Ich stehe auf, um instinktiv zu spülen und zu gehen, da bemerke ich, dass mein Badezimmer-Set-Partner sein Hemd vollständig aufgeknöpft hat und dabei ist, es auszuziehen. Ich bin fasziniert und setze mich wieder. Völlig unbekümmert zieht er auch seine Hose aus und liegt in Boxershorts und Schuhen in der Wanne.
»Da sind wir beide nun seit vier Jahren verheiratet und haben es bis heute nicht einmal in der Wanne gemacht«, sagt er eingeschnappt. Toll, jemand zum Spielen!, denke ich.
»Schatz, bitte sei nicht enttäuscht, aber ich bekomme wieder meine Migräne. Ich werde mich ein wenig hinlegen«, sage ich und gehe mit wackelndem Hintern ins Schlafzimmer-Set und lege mich auf das riesige Bett.
Nur in Unterwäsche folgt mir mein neuer Sandkastenfreund. »Migräne, Migräne! Wie oft musste ich mir das schon anhören, du frigide Kuh!« Er lässt sich neben mich aufs Setbett fallen.

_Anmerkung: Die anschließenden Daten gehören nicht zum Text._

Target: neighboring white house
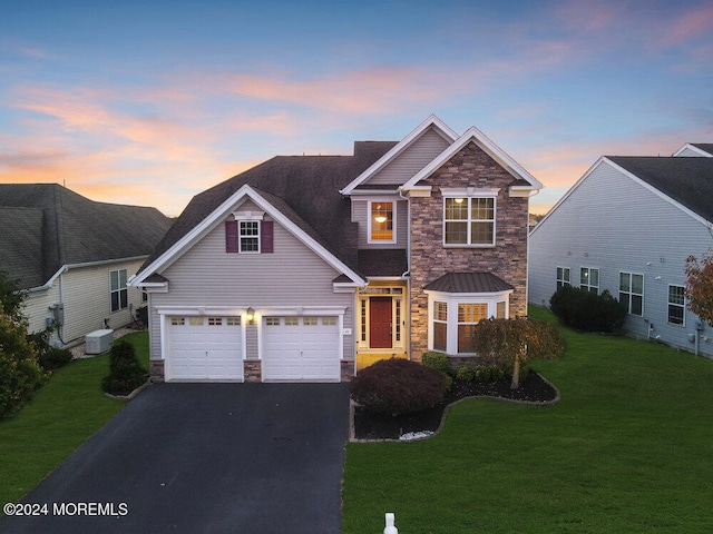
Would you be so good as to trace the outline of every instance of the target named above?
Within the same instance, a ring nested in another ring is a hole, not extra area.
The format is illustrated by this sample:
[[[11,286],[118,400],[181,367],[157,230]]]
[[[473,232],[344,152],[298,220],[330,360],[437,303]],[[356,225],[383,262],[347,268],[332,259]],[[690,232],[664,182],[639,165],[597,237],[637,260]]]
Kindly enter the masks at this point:
[[[626,304],[624,328],[713,356],[713,328],[686,309],[685,259],[713,248],[713,145],[673,157],[604,156],[530,233],[531,304],[560,285]]]
[[[27,291],[29,330],[67,345],[131,323],[146,295],[127,286],[172,220],[95,202],[58,184],[0,185],[0,270]]]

Da liegen wir nun. Er in Unterwäsche, ich in meinem unzuverlässigen Körper. Als wäre die Party nur eine Fernsehserie auf einem großen Flachbildschirm, reden wir über das schlechte Programm. Ich weiß nichts von meinem neuen Ehemann, außer dass er David heißt. Wir reden nicht darüber, was er macht und was ich mache und zu wem wir gehören und warum wir überhaupt hier sind. Wir sind seit vier Jahren verheiratet, da führt man solche Gespräche nicht mehr. Als uns das Party-Fernsehprogramm zu langweilig wird, wechseln wir von Set zu Set. In jedem Zimmer spielen wir Moderatoren, immer abwechselnd sind wir Jack und Bob. Außer im Wohnzimmer, da sind wir Diane und Bob, denn Jack könnte nie im Leben so überzeugend die wunderschönen Porzellanpuppen verkaufen wie Diane. David und ich sind sehr konzentriert bei der Sache. Wir nehmen unsere Rollen ernst und geben uns große Mühe, die Mikrofaser-Bettwäsche und den Bio-Rohrreiniger an den Mann zu bringen. Während David mit meiner Unterstützung dem unsichtbaren Fernsehpublikum zeigt, wie leicht man Roastbeef mit dem neuen Edelstahlmesserset schneiden kann (»Das Messer geht durch das faserige Fleisch wie Butter, meine Damen und Herren!«), läuft Nelson am Küchen-Set vorbei. Er macht unser
Soll ich dich retten?
-Geheimzeichen, aber ich grinse und schüttele den Kopf.
Danke, Hase, mir geht’s gut hier. Und nun misch dich wieder unters Volk, ich bin schließlich mitten in einer Live-Sendung.
Er freut sich und geht zum nächsten langweiligen Mitarbeiterpartyteilnehmer. Er ist manchmal gern langweilig, und auf solchen Partys müssen sicher auch Kontakte geknüpft werden oder so. An seinen roten Bäckchen sehe ich, dass er schon ein paar Getränke hatte, also ist alles gut.
Schließlich landen David und ich erschöpft von unserem Live-Show-Marathon im Weihnachtszimmer-Set. »Ich hol mir was zu trinken, soll ich dir was mitbringen?«, fragt er.